Что беспокоит людей, которые звонят на горячие линии поддержки

0
82

Зачем нужны горячие линии поддержки и как они помогают людям

Благодаря флешмобу #faceofdepression и публичному обсуждению психических расстройств и психологических проблем стало очевидно, что многим в разные периоды жизни необходима профессиональная психологическая помощь — но не все могут себе это позволить.

У кого-то нет денег на платного специалиста, кто-то стыдится или боится идти к врачу. Для таких ситуаций существуют телефоны доверия, кризисные центры и службы поддержки, где можно выговориться или попросить совета. Обычно их сотрудники остаются за кадром: для тех, кто к ним обратился, это всего лишь голос. Специально для «Медузы» три специалиста служб психологической поддержки — в том числе для детей и ВИЧ-положительных людей — рассказали, как устроена их работа и что сейчас больше всего волнует россиян.

Дина Валеева — психолог, координатор первого в Санкт-Петербурге телефона экстренной психологической помощи

Наш телефон экстренной психологической помощи — это социальный проект института психотерапии и консультирования «Гармония», служба существует с 1989 года. Это бесплатно, анонимно, конфиденциально и круглосуточно: мы не определяем номер и не спрашиваем имя, если человек не хочет его называть.
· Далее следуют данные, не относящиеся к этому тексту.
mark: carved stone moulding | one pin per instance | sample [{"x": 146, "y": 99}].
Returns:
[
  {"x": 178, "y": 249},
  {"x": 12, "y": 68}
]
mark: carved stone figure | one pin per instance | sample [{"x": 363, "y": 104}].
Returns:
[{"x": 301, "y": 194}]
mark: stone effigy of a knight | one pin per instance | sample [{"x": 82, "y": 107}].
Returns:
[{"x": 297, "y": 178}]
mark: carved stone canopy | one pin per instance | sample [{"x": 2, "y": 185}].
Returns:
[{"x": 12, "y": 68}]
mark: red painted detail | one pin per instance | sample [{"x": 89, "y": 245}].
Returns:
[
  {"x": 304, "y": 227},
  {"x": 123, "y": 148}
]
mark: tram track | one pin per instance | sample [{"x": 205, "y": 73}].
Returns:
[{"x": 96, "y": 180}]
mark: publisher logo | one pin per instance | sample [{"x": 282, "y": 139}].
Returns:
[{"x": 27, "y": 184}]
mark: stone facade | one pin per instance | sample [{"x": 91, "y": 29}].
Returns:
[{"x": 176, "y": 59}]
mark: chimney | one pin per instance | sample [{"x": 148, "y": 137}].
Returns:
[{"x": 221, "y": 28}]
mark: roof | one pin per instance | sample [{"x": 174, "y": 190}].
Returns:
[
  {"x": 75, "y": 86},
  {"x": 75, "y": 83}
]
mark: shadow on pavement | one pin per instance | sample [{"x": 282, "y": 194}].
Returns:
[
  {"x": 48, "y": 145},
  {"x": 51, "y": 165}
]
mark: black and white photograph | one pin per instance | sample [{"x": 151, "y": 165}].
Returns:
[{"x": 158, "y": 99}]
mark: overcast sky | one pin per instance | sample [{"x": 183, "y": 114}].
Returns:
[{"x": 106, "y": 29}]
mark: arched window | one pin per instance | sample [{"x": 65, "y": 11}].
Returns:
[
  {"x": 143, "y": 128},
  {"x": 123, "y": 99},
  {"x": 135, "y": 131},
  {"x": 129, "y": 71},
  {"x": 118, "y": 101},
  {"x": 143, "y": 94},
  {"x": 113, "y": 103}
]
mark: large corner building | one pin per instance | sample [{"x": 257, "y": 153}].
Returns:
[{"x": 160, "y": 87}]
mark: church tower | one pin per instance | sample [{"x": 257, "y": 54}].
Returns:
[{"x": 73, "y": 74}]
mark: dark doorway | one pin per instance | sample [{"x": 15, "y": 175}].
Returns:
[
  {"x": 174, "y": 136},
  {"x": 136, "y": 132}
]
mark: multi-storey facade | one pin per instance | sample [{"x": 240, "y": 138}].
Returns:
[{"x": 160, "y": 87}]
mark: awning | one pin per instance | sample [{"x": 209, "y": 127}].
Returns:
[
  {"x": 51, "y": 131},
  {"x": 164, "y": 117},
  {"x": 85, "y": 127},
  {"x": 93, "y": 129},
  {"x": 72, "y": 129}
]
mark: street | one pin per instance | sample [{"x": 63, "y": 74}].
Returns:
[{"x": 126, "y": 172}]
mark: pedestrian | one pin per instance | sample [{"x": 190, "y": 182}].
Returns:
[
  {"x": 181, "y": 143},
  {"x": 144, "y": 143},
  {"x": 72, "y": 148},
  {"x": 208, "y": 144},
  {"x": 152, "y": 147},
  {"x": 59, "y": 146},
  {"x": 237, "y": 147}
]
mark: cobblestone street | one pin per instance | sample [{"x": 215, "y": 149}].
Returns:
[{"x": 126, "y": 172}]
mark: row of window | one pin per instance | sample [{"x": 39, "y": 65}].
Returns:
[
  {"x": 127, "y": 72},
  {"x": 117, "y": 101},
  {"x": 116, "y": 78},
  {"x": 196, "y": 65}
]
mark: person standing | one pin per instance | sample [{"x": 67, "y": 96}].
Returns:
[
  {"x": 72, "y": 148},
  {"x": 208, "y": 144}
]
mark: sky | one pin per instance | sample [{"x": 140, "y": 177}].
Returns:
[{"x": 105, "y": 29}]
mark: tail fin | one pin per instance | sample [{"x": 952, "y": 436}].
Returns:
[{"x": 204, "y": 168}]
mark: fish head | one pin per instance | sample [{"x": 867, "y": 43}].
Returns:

У консультанта тоже есть право не представляться или использовать псевдоним — это связано с нашей безопасностью в том числе.

Многие считают, что звонить на телефон доверия нужно, только когда у тебя случилось что-то ужасное. А вообще-то эти телефоны существуют, чтобы люди могли делиться своими переживаниями и по менее тяжелым поводам. Звонков в связи с чрезвычайными ситуациями (например, суицидом или пережитым насилием) — 1-3%. Они бывают не каждый день. Чаще всего люди звонят нам в связи с кризисом. Увольнение с работы, развод, расставание — любые события, которые могут вызывать тяжелые переживания. Нам звонили, когда в Петербурге в апреле был взрыв в метро. Очень много было информации и в интернете, и по телевизору — и, наверное, дома или на работе людям казалось неуместным говорить о том, что этот информационный поток травматичен.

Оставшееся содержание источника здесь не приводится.